Any of the following strategies — or a combination of a few — may become your oilcan. Experiment with a variety of approaches to figure out what works best for you.

  • Try the Alexander Technique. The Alexander Technique teaches you awareness of how posture and movement affect your joints. It also helps you develop ways to protect your body as you go about your day.
  • Make some dietary changes. Although there’s no specific diet for AS, the Mediterranean diet’s focus on anti-inflammatory foods may help. Cutting back on foods that can increase your inflammation, like sugar, might also be beneficial.
  • Try hot or cold therapy. A warm bath or shower can go a long way toward helping you get moving when you wake up feeling as stiff as a board. If you have a hot or swollen joint, like a pesky ankle, an ice pack can help chill out inflammation.
  • Stick to your med schedule. As with any chronic condition, staying on top of your medications and taking them as prescribed is important. But it’s easy to forget that afternoon pill. Set reminders on your phone or ask your pharmacist about packaging options that place all your meds in bubble packets for easy dosing. As a bonus, you can ditch those hard-to-open bottles.
  • Get massages. Whether you go to a professional, ask your partner, or just take a few minutes to rub aching joints yourself, massage can provide temporary relief from pain and stiffness.
  • Work on managing stress. Regular life can be stressful. Add a chronic condition to the mix and the stress meter can skyrocket. Stress can leave your body tense, adding to stiffness and pain. Find ways to cope with stress that work for you. Journal, read, enjoy a TV show, tend to your ficus and ferns, or just curl up with your cat.
  • Try mindfulness and meditation. Even just 5 minutes of meditation can help you relax, which in turn can ease or stave off your body’s pain response. Plus, who doesn’t need time to just be? #Om.
  • Get moving. Exercise causes your body to release endorphins, which can relieve pain and even prevent those dreaded aches. Plus, movement helps you maintain your range of motion. No burpees (ugh!) required, though. Just find a method of movement you enjoy, whether that’s gentle yoga or dancing in your living room.
  • Avoid smoking. Smoking promotes inflammatory processes in the body, so if you’ve picked up the habit, talk to your doctor about a way to nix it. Same goes for vaping.
  • Get enough sleep. Everyone needs an adequate amount of rest. But getting those Zzz’s is even more important for people with chronic pain. That’s because getting too little sleep or experiencing interruptions in sleep can make you more sensitive to aches, creating a vicious cycle. More pain can lead to less sleep.
  • Stretch. Get bendy! OK, maybe not as bendy as the people showing off in the front row in yoga class. But gentle stretching can ease joint stiffness and help you maintain mobility.

When to see a doctor

If you have undiagnosed chronic pain or if your AS pain and stiffness aren’t well-controlled, definitely check in with your healthcare provider.

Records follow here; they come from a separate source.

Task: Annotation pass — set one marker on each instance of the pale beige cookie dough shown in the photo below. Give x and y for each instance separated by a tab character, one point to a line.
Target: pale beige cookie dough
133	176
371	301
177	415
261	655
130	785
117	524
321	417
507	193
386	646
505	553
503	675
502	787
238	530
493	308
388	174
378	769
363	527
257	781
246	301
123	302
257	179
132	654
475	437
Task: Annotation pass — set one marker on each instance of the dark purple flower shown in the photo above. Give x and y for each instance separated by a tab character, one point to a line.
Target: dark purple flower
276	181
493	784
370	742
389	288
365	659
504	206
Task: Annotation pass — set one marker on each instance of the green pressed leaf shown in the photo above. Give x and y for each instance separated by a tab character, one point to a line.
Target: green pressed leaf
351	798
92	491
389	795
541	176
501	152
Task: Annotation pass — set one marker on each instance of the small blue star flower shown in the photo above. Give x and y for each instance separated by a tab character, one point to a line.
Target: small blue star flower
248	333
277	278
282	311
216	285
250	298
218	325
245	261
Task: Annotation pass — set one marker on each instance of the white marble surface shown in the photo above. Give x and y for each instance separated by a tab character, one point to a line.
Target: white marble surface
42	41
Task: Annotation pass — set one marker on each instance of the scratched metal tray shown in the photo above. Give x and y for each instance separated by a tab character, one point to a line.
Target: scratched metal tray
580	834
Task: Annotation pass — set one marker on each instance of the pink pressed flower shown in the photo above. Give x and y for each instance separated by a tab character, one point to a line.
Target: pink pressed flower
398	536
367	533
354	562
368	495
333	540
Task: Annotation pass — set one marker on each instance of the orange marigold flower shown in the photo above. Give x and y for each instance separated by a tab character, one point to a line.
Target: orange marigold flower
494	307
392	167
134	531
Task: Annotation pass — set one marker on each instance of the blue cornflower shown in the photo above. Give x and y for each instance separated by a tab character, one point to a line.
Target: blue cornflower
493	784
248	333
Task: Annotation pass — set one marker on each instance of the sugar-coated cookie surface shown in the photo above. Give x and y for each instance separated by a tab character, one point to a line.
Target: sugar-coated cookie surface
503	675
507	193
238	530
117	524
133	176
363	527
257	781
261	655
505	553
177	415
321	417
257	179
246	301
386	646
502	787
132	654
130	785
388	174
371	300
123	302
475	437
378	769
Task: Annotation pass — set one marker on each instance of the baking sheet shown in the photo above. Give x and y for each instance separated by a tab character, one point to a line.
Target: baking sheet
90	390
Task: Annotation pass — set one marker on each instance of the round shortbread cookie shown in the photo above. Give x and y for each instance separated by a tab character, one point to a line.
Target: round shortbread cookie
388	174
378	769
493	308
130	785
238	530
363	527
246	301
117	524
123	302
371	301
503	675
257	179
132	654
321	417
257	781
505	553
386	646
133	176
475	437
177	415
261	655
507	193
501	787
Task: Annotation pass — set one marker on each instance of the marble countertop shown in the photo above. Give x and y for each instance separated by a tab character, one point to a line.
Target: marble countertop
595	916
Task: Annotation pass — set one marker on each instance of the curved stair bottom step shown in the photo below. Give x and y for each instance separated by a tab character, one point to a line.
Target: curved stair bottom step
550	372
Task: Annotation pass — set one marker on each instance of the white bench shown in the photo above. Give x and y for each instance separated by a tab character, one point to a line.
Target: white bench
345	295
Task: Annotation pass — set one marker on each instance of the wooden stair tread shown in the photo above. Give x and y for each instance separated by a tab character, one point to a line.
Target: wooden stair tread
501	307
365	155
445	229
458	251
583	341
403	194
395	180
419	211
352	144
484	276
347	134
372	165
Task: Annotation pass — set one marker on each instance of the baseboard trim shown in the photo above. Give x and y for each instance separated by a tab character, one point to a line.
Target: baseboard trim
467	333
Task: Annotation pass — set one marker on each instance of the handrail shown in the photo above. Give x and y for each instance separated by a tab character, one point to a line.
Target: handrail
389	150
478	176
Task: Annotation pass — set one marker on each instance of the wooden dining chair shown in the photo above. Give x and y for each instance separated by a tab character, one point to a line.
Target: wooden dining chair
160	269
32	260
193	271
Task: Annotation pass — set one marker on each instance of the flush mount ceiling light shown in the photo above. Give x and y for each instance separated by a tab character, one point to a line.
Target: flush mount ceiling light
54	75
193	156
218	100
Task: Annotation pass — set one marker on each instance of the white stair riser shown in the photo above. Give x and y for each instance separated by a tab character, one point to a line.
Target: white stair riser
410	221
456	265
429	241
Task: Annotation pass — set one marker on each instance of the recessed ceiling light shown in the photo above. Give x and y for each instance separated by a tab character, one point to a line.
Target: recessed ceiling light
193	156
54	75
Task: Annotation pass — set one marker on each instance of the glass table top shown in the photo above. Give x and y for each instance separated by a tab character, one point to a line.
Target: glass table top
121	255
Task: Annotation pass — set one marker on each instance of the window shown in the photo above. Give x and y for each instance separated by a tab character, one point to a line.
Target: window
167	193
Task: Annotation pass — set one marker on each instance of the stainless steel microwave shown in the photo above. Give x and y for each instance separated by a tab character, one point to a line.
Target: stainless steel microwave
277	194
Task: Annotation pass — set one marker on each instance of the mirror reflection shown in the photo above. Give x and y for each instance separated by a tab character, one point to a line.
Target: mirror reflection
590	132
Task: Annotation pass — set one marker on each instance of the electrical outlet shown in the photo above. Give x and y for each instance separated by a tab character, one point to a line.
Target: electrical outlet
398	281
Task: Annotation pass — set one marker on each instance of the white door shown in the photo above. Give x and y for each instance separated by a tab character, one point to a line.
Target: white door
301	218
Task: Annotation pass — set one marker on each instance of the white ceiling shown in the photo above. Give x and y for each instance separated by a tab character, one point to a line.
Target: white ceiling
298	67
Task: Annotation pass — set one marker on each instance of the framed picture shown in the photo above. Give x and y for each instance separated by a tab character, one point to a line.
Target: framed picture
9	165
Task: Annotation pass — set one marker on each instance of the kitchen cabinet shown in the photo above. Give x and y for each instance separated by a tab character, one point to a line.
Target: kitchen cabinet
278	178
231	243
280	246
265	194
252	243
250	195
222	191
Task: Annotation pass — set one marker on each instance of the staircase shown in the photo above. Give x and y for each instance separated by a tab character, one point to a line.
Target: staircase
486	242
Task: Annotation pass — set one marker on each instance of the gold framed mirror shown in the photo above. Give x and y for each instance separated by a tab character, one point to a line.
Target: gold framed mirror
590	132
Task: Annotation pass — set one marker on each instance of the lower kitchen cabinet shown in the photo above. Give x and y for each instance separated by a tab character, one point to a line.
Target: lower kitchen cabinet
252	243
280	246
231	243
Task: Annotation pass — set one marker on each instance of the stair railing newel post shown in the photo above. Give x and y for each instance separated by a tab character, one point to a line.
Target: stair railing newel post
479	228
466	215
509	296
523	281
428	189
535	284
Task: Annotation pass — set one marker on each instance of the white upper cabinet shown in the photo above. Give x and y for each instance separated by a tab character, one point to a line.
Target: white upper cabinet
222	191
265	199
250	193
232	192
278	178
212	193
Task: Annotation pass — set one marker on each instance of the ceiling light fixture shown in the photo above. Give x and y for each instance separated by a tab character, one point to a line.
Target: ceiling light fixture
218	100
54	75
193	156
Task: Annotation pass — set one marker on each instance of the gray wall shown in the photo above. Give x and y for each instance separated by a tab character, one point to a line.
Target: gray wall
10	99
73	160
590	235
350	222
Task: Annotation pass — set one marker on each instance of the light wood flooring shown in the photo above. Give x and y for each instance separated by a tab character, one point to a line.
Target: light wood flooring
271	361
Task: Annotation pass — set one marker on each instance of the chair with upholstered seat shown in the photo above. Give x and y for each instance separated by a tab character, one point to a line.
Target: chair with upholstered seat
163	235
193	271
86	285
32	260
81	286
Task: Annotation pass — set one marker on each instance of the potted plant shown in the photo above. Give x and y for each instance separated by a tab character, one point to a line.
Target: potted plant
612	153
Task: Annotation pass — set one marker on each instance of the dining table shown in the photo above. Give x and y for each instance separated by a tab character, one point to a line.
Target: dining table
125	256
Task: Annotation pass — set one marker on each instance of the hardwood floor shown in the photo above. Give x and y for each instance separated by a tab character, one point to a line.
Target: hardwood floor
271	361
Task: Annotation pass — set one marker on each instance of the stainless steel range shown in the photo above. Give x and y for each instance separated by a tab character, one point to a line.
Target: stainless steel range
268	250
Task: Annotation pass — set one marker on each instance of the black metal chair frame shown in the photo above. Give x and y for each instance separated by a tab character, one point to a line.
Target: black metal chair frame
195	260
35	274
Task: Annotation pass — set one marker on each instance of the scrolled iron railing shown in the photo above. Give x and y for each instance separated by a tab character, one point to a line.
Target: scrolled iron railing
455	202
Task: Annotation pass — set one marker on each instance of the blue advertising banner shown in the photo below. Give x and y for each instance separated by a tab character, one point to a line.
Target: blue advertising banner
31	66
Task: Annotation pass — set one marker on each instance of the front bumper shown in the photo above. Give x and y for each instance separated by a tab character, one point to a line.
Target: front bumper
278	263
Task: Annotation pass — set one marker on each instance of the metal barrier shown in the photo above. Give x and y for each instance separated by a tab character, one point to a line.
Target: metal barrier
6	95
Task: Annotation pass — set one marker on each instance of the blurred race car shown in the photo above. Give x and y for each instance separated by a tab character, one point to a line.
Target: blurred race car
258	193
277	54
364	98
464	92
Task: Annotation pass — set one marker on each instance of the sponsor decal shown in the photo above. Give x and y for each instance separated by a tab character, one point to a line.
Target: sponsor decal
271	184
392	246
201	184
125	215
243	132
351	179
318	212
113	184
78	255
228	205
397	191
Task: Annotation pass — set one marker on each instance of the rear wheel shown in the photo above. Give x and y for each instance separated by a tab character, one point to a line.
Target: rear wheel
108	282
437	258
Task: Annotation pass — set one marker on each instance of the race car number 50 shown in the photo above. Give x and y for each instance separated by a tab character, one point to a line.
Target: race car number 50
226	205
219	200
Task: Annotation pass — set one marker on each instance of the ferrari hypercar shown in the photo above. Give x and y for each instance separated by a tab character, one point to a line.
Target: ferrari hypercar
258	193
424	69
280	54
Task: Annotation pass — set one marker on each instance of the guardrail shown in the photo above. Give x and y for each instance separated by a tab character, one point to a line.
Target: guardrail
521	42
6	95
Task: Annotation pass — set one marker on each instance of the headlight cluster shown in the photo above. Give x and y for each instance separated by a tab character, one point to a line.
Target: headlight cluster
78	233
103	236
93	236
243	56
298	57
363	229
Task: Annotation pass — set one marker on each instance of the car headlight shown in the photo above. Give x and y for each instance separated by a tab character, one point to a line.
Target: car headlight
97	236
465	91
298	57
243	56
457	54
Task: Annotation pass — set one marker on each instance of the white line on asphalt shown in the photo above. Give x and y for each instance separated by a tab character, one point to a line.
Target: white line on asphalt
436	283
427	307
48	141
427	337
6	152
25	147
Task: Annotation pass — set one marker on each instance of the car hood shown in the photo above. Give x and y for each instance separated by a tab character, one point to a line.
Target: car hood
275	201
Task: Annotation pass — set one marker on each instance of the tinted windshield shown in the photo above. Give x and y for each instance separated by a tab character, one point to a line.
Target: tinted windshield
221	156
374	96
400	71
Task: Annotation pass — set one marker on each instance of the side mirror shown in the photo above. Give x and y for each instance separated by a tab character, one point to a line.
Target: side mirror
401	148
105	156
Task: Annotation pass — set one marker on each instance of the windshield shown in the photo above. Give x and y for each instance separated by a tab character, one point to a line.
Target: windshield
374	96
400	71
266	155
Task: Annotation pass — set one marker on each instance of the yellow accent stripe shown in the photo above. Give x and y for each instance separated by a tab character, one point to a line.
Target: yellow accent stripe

You should also talk with your doctor if your AS symptoms change or get worse or if you have an inflamed joint that isn’t responding to your usual methods of treatment.

The takeaway

Ankylosing spondylitis is a type of arthritis that affects the spine, but you may experience pain in other joints and in the places where tendons, ligaments, and joint capsules attach to bone.

While there’s no cure for AS, many treatment options exist. Self-care methods can also go a long way in helping to prevent or reduce pain and maintain flexibility. It may take a little trial and error to see what combination of treatments and preventive measures will work as well as the Tin Man’s oilcan.